This post is a request for commentary (RFC) – that is, it’s the beginnings of a discussion on the specific topic of mesh and overlay scenery packs. A quick note on moderation: unlike normal blog posts, I’m going to kill all off-topic comments for this post. We’ll have non-RFC posts and the discussion will be more free-wheeling, but in this case the goal is to have the comments for the post really flesh out possible solutions to one specific problem.
With that in mind, our topic of discussion: how best to separate mesh and overlay scenery packs?
New Scenery Packs Can Cause Chaos
Here’s how scenery packs work now: all scenery packs in “Custom Scenery” out-rank all of the scenery packs that ship with X-Plane. Except we put some of our scenery packs into “Custom Scenery”, so that strict “customizations bypass default rule” is already a bit broken.
Within the custom scenery folder, the scenery_packs.ini file defines the priority order of packs (and can bypass packs). When the sim runs, new packs discovered at startup that aren’t in the .ini file are added to the front in alphabetical order. So “newly installed wins” is the effective policy.
Here are some things that go wrong:
- When a new mesh scenery pack is installed, it goes to the top of the priority list, hiding default Gateway airports below it.

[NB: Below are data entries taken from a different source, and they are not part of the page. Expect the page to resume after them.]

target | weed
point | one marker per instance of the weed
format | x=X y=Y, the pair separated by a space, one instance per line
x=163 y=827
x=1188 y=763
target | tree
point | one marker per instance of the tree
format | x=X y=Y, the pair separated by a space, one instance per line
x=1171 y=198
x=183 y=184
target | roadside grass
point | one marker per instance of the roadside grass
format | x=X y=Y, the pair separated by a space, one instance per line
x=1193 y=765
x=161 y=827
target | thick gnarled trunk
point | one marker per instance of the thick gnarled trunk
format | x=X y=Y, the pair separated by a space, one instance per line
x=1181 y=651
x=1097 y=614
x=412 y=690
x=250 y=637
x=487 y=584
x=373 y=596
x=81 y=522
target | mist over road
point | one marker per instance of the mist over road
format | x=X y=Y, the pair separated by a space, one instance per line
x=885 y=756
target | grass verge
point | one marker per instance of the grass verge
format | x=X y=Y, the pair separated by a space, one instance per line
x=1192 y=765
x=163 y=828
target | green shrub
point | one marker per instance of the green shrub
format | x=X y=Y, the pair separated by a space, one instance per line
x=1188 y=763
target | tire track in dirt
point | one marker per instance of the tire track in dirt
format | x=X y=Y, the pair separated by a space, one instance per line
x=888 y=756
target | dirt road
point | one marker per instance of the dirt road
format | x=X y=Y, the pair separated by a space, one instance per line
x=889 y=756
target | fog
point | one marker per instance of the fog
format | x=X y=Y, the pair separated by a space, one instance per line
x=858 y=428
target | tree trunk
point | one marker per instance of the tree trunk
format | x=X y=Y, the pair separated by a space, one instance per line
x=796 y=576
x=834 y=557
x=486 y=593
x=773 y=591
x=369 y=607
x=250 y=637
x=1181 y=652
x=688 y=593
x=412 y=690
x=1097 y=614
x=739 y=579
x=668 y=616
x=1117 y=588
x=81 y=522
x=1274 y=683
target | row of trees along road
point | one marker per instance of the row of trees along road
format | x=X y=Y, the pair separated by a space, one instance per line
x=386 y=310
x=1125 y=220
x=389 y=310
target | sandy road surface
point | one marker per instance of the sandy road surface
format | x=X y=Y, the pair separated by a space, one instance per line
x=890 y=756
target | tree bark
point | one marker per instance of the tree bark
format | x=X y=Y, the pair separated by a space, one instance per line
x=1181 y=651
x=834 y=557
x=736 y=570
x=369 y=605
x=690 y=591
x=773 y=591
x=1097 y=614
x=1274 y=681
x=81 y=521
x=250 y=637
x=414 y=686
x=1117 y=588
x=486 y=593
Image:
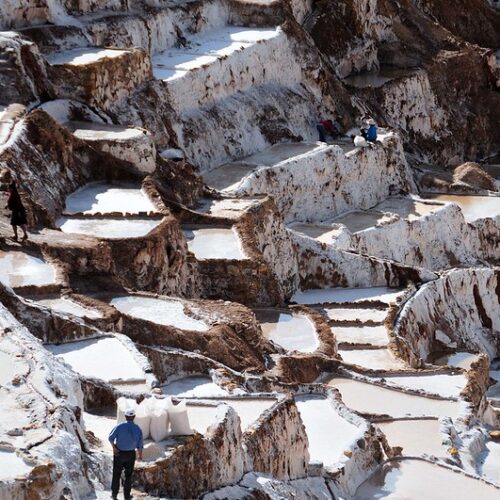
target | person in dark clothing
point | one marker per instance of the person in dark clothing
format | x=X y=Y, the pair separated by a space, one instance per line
x=325 y=128
x=125 y=438
x=15 y=205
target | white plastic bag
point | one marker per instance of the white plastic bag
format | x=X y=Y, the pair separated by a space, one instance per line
x=179 y=420
x=159 y=419
x=122 y=405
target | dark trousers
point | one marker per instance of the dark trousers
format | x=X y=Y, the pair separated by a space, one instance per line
x=124 y=460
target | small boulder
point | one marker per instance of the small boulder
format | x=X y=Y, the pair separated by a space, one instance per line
x=473 y=175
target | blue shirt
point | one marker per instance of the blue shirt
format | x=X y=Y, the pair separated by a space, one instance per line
x=127 y=436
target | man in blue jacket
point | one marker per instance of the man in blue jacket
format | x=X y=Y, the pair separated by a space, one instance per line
x=125 y=438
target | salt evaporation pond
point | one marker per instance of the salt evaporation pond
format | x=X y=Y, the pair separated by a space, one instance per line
x=473 y=207
x=64 y=305
x=105 y=358
x=194 y=387
x=20 y=269
x=108 y=198
x=329 y=434
x=215 y=243
x=372 y=335
x=418 y=479
x=372 y=359
x=12 y=466
x=162 y=312
x=373 y=399
x=355 y=314
x=416 y=437
x=346 y=295
x=293 y=332
x=108 y=228
x=458 y=359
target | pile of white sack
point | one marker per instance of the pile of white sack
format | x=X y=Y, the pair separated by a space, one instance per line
x=157 y=418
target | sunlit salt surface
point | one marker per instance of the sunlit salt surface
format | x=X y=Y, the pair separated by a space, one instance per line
x=417 y=479
x=64 y=305
x=353 y=314
x=442 y=384
x=12 y=466
x=105 y=358
x=82 y=56
x=215 y=243
x=457 y=359
x=473 y=207
x=373 y=399
x=294 y=332
x=21 y=269
x=328 y=433
x=108 y=228
x=371 y=335
x=193 y=387
x=162 y=312
x=108 y=198
x=346 y=295
x=373 y=359
x=416 y=437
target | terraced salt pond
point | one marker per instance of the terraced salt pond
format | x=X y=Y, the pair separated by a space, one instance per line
x=108 y=228
x=162 y=312
x=215 y=243
x=292 y=331
x=418 y=479
x=21 y=269
x=416 y=437
x=473 y=207
x=105 y=358
x=108 y=198
x=372 y=399
x=329 y=434
x=64 y=305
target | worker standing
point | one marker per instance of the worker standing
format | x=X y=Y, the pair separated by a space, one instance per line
x=125 y=438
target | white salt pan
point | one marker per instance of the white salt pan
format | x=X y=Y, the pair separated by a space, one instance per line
x=162 y=312
x=372 y=335
x=104 y=358
x=21 y=269
x=417 y=479
x=108 y=198
x=373 y=399
x=346 y=295
x=68 y=306
x=215 y=243
x=373 y=359
x=12 y=466
x=328 y=433
x=194 y=387
x=108 y=228
x=294 y=332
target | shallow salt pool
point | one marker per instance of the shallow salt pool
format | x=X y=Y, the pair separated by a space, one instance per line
x=64 y=305
x=108 y=198
x=193 y=387
x=20 y=269
x=416 y=437
x=418 y=479
x=473 y=207
x=373 y=335
x=329 y=434
x=370 y=398
x=294 y=332
x=215 y=243
x=108 y=228
x=162 y=312
x=105 y=358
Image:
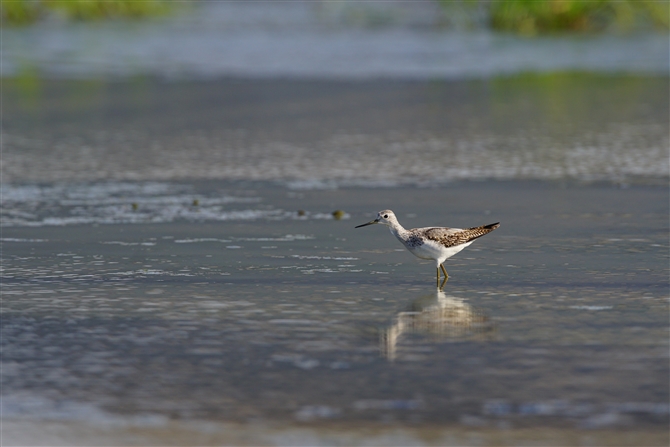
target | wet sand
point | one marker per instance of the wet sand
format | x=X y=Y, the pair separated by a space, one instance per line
x=158 y=275
x=546 y=322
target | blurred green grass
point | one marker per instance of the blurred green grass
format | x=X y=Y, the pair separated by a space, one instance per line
x=23 y=12
x=531 y=17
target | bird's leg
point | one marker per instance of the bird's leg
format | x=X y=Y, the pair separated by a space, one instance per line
x=446 y=275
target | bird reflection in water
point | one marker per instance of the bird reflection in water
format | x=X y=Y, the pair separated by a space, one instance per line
x=438 y=316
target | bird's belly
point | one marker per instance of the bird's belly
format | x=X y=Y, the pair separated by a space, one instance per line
x=435 y=251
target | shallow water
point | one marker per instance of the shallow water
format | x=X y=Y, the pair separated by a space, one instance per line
x=316 y=40
x=556 y=319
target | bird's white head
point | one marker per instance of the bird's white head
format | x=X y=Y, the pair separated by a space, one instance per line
x=385 y=217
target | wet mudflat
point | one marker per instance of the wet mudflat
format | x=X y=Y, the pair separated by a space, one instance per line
x=283 y=319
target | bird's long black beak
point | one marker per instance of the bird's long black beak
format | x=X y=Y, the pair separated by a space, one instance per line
x=369 y=223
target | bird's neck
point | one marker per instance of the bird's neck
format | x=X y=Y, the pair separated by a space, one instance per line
x=397 y=230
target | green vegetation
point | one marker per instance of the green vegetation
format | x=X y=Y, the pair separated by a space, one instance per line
x=20 y=12
x=531 y=17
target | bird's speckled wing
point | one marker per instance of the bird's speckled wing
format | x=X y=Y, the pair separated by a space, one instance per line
x=450 y=237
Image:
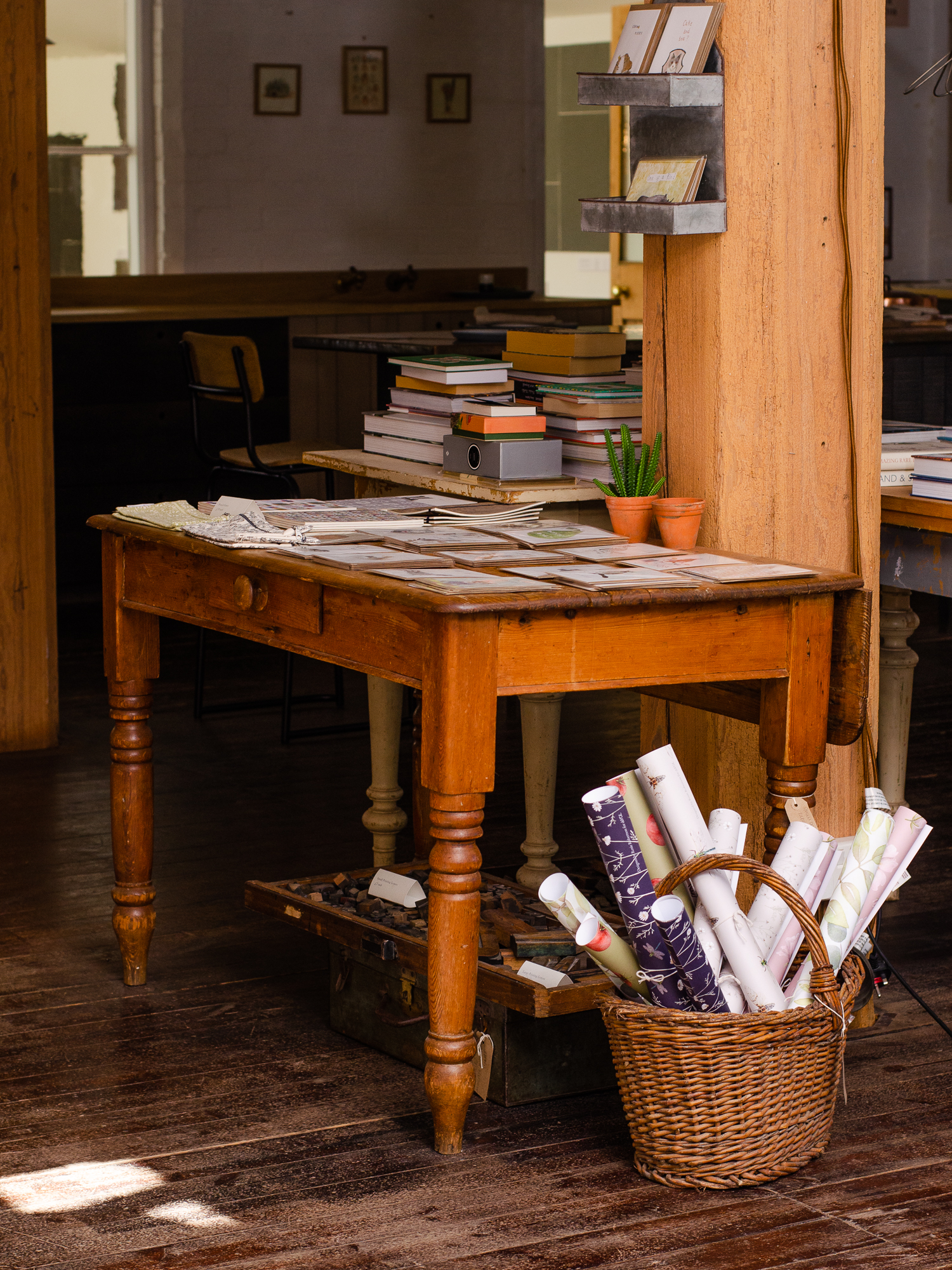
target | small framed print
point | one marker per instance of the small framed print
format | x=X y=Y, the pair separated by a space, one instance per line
x=365 y=78
x=277 y=90
x=447 y=98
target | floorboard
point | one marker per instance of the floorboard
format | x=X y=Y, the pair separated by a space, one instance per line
x=214 y=1120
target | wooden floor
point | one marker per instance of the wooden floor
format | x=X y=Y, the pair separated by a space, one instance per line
x=214 y=1120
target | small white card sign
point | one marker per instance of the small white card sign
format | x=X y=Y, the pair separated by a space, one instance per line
x=397 y=888
x=543 y=975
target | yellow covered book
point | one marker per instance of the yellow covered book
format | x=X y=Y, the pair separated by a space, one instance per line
x=667 y=181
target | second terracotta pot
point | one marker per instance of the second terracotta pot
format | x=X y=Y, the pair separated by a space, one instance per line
x=678 y=521
x=631 y=518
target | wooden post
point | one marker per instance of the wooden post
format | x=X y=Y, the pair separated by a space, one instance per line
x=898 y=664
x=744 y=371
x=385 y=820
x=458 y=768
x=541 y=713
x=29 y=684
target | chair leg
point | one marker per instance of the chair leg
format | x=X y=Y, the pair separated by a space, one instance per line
x=200 y=672
x=286 y=699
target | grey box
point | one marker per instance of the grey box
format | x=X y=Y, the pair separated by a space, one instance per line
x=503 y=460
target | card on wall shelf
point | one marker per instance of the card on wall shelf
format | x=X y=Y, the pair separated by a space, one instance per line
x=639 y=39
x=687 y=39
x=667 y=181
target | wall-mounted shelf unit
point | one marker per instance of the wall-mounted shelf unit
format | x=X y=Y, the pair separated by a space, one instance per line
x=670 y=116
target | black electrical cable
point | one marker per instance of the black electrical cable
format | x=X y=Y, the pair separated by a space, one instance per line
x=909 y=989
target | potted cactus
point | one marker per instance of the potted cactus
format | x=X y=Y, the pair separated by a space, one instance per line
x=637 y=483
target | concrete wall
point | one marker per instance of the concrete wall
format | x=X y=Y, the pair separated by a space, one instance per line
x=328 y=190
x=917 y=158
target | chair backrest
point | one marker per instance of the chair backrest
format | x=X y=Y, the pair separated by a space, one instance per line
x=214 y=364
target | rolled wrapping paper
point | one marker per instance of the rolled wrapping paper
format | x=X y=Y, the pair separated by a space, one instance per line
x=795 y=855
x=907 y=829
x=634 y=893
x=791 y=935
x=567 y=904
x=691 y=838
x=842 y=918
x=610 y=951
x=689 y=956
x=656 y=852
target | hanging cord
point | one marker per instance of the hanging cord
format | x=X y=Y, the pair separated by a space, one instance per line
x=908 y=987
x=944 y=64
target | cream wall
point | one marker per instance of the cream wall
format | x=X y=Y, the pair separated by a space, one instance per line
x=324 y=191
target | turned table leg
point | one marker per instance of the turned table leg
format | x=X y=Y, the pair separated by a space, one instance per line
x=131 y=653
x=541 y=713
x=385 y=820
x=131 y=788
x=898 y=665
x=458 y=768
x=794 y=716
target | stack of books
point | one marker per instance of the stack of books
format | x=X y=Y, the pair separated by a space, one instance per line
x=428 y=393
x=579 y=417
x=901 y=443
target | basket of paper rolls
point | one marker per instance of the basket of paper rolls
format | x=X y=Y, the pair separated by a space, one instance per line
x=728 y=1029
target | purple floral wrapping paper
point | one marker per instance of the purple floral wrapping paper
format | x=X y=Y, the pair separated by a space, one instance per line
x=635 y=896
x=690 y=958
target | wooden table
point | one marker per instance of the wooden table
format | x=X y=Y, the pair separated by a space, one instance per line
x=913 y=557
x=800 y=641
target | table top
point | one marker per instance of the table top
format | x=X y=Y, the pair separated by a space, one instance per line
x=404 y=472
x=917 y=514
x=408 y=596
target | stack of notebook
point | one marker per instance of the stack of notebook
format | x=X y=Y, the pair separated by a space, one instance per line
x=430 y=392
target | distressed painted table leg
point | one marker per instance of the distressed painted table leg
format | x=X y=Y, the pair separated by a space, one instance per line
x=541 y=713
x=458 y=768
x=131 y=647
x=898 y=665
x=794 y=716
x=385 y=820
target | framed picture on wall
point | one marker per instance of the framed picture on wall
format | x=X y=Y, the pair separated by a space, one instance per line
x=365 y=81
x=447 y=98
x=277 y=90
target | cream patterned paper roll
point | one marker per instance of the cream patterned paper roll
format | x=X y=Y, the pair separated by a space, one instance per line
x=842 y=916
x=691 y=838
x=658 y=857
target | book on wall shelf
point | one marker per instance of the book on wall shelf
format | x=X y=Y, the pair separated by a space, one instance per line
x=639 y=40
x=686 y=40
x=667 y=181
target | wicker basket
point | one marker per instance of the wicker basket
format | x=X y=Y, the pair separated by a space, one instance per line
x=733 y=1100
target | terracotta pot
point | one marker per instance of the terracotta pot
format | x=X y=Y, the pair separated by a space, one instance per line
x=631 y=518
x=678 y=521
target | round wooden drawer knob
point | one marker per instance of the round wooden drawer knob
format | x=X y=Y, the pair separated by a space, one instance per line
x=251 y=595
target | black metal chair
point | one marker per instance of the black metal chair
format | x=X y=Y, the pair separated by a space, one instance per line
x=227 y=370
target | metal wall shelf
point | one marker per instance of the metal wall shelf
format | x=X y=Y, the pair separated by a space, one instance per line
x=670 y=116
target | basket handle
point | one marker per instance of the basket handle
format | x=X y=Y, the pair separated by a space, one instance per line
x=823 y=981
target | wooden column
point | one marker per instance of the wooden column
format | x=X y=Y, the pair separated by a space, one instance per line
x=743 y=356
x=29 y=684
x=385 y=820
x=458 y=769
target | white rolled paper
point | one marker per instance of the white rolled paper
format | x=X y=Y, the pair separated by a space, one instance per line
x=793 y=862
x=567 y=904
x=691 y=838
x=841 y=921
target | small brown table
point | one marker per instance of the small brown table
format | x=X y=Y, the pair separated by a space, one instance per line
x=794 y=647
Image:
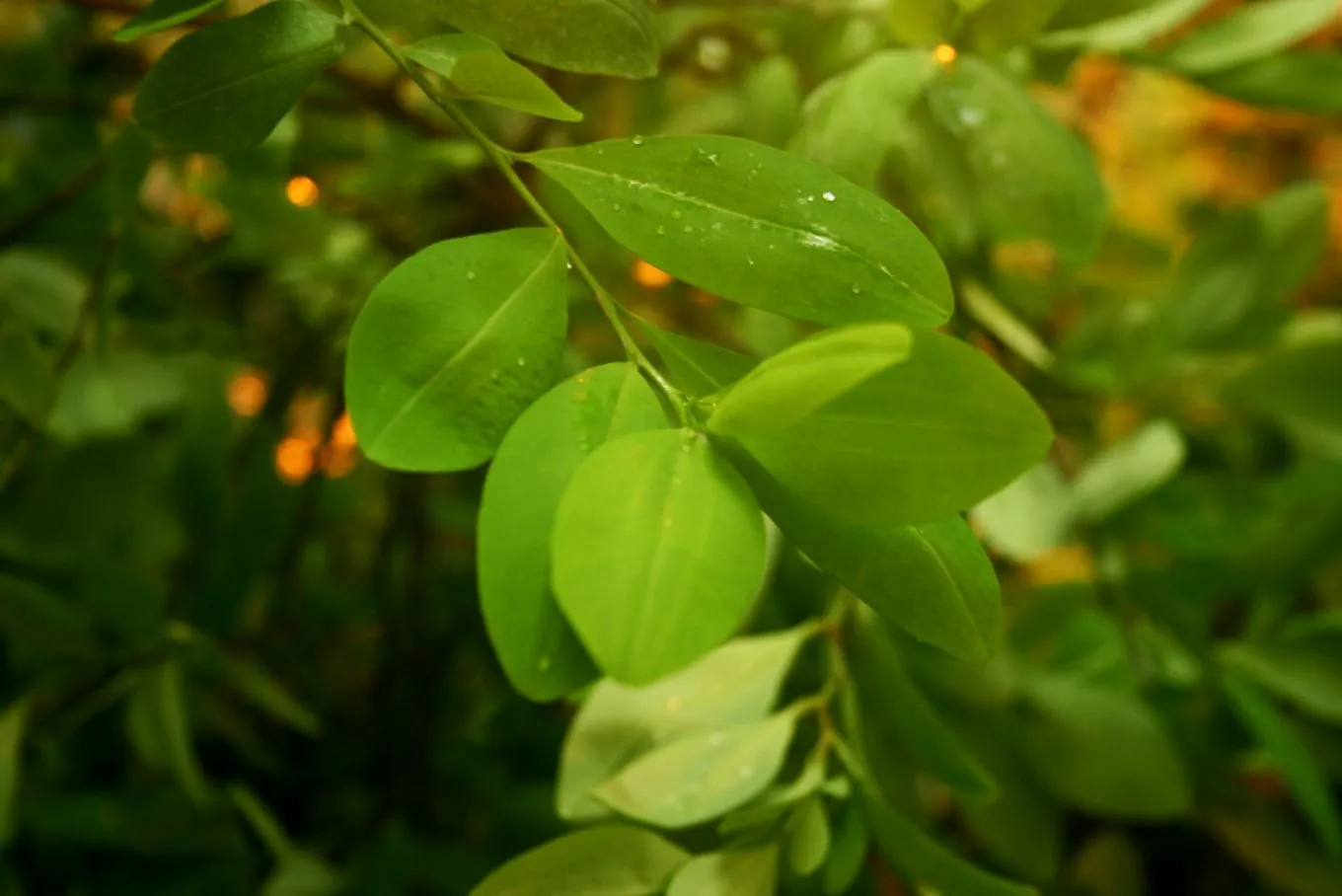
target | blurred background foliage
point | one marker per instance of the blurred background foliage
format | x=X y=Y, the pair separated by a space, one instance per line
x=235 y=657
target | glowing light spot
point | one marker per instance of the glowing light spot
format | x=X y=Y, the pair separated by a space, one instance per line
x=302 y=190
x=247 y=393
x=651 y=278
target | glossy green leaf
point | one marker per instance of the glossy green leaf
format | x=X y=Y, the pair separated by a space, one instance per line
x=27 y=385
x=702 y=776
x=808 y=837
x=537 y=648
x=453 y=345
x=1249 y=33
x=887 y=693
x=750 y=872
x=14 y=723
x=163 y=14
x=920 y=441
x=658 y=553
x=847 y=852
x=1297 y=387
x=1289 y=753
x=927 y=861
x=1129 y=470
x=1035 y=182
x=851 y=121
x=480 y=70
x=1103 y=751
x=698 y=368
x=759 y=226
x=1129 y=31
x=595 y=37
x=1302 y=665
x=734 y=684
x=1297 y=81
x=226 y=86
x=802 y=378
x=611 y=859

Custom mesh authors often want the latest Gateway airports to “show through.”
- If a user manually reorganizes their scenery packs, they need to keep custom overlay airports above the default Gateway airports but custom meshes below the Gateway airports. If the user just puts the Gateway airports at the top of the list, custom overlays get replaced.
We regularly see user logs with 500-1000 custom scenery packs, so while I think a nice UI to organize pack priority might be nice, I don’t think it solves these problems. Telling users “go rank 1000 random items in priority order” is impractical.
Separate Custom Overlays from Custom Meshes
So my first naive idea is to simply have two custom scenery folders: one for overlays and one for meshes. Every pack in the overlay folder would completely outrank the meshes folder. This idea begs a bunch of implementation questions:
- What happens if a custom scenery pack is put in the wrong folder (e.g. a mesh in the overlay folder or overlay in the mesh folder)?
- Where do Gateway airports go? Do they live in custom overlays (and if so are they always ranked last)? Or do they get buried somewhere inside Resources and always rank between overlays and meshes?
- Where do library packs go? Library use isn’t mutually exclusive with overlays or meshes.
- Is either folder “Custom Scenery” for compatibility? If not, do we simply have no “Custom Scenery” folder, or does that break too many add-ons?
One of the strengths of this idea is that it’s really dumb and simple, and sometimes when the problem is “we have a complex mess,” simple and easy to understand is better than “really clever.”
Automatically Prioritize Packs Upon Discovery
An alternative to two install locations would be to have X-Plane determine the pack type upon first discovery and then rank it in the priority list in the middle if it’s a mesh.
If this were to work, the win would be that it would “just work” with no changes for third parties or users. However, I think in practice it may not be practical – it would be a lot of file sniffing by X-Plane at startup, and the categories of mesh and overlay are a little bit fluid. If a pack contains an overlay and a mesh DSF, how do we categorize it? If the scenery packs are in some scattered order with meshes on top of overlays, where do we put the new scenery?
Another lever we can pull is to allow scenery authors to annotate their packs (perhaps with a text file or new library.txt directive) indicating the appropriate installation ranking for the pack. This approach would be similar to automatic prioritization, except priorities would be explicit and cheap to discover.
Authors would opt in; some kind of default behavior would have to be defined for legacy packs. Some open questions:
- How would authors define where they want their packs installed relative to other packs?
- Would users still be able to customize ranking? If so, would weirdly-ordered packs make it difficult to prioritize new packs?
Author-Selected Sub-Folders Within Packs
This idea came up during some discussions in the third party developer Slack channel: we could introduce a scheme within scenery packs to allow a single scenery pack to include both base meshes and overlays. X-Plane would automatically load all overlays from within these packs first, then global airports, then all base meshes. There’s some nice wins here:
- This scheme puts the burden of correct organization on authors, not users, which is better for support load for third party authors – third party authors already need to know how the scenery system works in detail.
- This scheme solves a related problem: packs that contain a base mesh and a few custom airports can now be distributed as a single pack rather than several packs that are each installed separately.
- Categorization of packs is cheap, as it is simply based on file location.